Pelatih Turkmenistan puji permainan bagus Timnas Indonesia

Pemain Timnas Indonesia Saddil Ramdani (kanan) berebut bola dengan pemain Turkmenistan Annagulyyev Guychmyrat (kiri) dalam laga FIFA Matchday di Stadion GBT Surabaya, Jumat (8/9/2023) malam. (ANTARA/Moch Asim)

Surabaya (ANTARA) - Pelatih Tim Nasional Turkmenistan Orazov Mergen mengaku sudah puas dengan perkembangan anak asuhnya meski kalah melawan Indonesia dalam laga FIFA Matchday di Stadion Gelora Bung Tomo Surabaya, Jumat malam.

"Yang masih menjadi masalah adalah finishing saat di depan gawang lawan tapi saya sudah puas melihat pertandingan hari ini, semoga ada kesempatan untuk bermain kembali," ujarnya saat konferensi pers usai pertandingan di Stadion GBT Surabaya, Jumat malam.


Selain itu, dirinya mengakui dari segi permainan Indonesia merupakan tim yang bagus meskipun ada beberapa pemain yang masuk skuad U-23.

"Kami sudah menganalisa kekuatan dan kelemahan para pemain Indonesia namun saya tetap mengapresiasi para pemain saya yang telah bermain cukup bagus," katanya.

Namun, pelatih asal Asghabat tersebut menggarisbawahi, kedua gol yang diciptakan Indonesia itu pada saat pemainnya hanya berjumlah sepuluh.

"Kedua gol Indonesia tercipta saat kami bermain sepuluh orang, namun saya tetap puas dengan permainan kedua tim," tuturnya.

Sebelumnya, Timnas Indonesia senior berhasil mengalahkan Turkmenistan dengan skor 2-0 dalam laga FIFA Matchday di Stadion Gelora Bung Tomo GBT Surabaya, Sabtu malam.

Kedua gol Indonesia dicetak oleh Dendy Sulistyawan pada menit ke-19 dan Egy Maulana Vikri menit ke-90+1.

Hasil ini menambah catatan baik Timnas Indonesia dengan tiga kemenangan, satu seri dan satu kalah.

Pertemuan pertama Indonesia dengan Turkmenistan terjadi pada 31 Maret 2004 di Stadion Olimpiade Ashgabat dalam Kualifikasi Piala Dunia 2006.
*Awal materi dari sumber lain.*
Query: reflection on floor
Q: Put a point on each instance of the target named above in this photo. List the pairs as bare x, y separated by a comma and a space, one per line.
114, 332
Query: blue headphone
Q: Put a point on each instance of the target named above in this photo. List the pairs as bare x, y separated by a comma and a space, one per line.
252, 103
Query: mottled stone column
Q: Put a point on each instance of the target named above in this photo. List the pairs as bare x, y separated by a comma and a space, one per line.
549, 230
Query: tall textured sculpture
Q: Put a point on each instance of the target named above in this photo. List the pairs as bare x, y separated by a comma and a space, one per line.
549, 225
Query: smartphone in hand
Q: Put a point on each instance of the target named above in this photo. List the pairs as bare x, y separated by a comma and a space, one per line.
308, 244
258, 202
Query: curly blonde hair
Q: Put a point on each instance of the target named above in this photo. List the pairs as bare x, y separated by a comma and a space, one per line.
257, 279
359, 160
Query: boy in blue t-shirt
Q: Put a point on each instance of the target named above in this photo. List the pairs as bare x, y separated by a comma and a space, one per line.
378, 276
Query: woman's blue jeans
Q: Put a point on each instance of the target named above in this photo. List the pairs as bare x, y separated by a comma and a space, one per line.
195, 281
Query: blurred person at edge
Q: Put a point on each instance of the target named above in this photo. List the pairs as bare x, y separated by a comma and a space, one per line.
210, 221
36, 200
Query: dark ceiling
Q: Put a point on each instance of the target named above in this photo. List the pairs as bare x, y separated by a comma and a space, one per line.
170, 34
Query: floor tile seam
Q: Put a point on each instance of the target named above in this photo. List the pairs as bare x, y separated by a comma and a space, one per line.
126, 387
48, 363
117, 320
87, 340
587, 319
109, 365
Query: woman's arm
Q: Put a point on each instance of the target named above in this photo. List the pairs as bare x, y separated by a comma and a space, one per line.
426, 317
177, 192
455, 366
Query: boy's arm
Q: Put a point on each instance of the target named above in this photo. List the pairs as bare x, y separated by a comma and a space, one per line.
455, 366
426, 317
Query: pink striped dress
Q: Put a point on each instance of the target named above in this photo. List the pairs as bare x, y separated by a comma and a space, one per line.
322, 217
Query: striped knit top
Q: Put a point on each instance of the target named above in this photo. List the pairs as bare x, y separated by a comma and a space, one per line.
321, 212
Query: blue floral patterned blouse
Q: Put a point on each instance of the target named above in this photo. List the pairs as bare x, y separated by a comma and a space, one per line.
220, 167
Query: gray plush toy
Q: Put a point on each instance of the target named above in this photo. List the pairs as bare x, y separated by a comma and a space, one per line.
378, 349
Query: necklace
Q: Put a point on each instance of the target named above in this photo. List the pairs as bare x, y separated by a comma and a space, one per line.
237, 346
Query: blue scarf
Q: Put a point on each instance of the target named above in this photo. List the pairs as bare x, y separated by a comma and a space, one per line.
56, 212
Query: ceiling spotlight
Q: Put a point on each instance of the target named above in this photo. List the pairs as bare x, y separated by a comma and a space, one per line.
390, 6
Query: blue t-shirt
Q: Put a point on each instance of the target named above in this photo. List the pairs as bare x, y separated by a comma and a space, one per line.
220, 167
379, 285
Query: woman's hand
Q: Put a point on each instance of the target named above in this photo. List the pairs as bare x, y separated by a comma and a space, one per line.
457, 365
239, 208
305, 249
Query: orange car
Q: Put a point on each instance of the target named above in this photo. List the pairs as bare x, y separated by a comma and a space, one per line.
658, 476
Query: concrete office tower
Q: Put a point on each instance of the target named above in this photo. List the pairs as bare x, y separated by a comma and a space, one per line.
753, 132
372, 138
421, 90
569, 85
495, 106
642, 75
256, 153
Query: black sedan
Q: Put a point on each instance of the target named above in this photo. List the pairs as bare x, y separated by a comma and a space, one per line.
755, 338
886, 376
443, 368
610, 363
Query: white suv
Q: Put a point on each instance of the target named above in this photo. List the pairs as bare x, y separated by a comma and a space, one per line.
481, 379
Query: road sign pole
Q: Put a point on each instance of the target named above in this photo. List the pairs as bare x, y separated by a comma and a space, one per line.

Di laga perdana itu, Indonesia kalah 1-3, satu-satunya gol Indonesia dicetak Budi Sudarsono, sementara tiga gol Turkmenistan dilesakkan Vladimir Bayramov dua gol dan Begencmuhamed Kuliyew.

Kemudian, pada 17 November 2004 giliran Indonesia menjamu Turkmenistan di Stadion Utama Gelora Bung Karno berhasil menang 3-1 berkat hattrick Ilham Jaya Kesuma.

Selanjutnya, Timnas Indonesia kembali bentrok dengan Turkmenistan dalam kualifikasi Piala Dunia 2014.

Pada pertemuan pertama Indonesia bertandang ke Ashgabat pada 23 Juli 2011, hasilnya imbang 1-1, Ilham Jaya Kesuma yang menjadi aktor penyeimbang dalam pertandingan itu.

Pada pertemuan kedua berlangsung di Jakarta pada 28 Juli 2011, hasilnya Turkmenistan dihajar oleh tim Garuda dengan skor 4-3.

Empat gol Indonesia didapat dari Cristian Gonzales dua gol, Ahmad Nasuha, dan Muhammad Ridwan.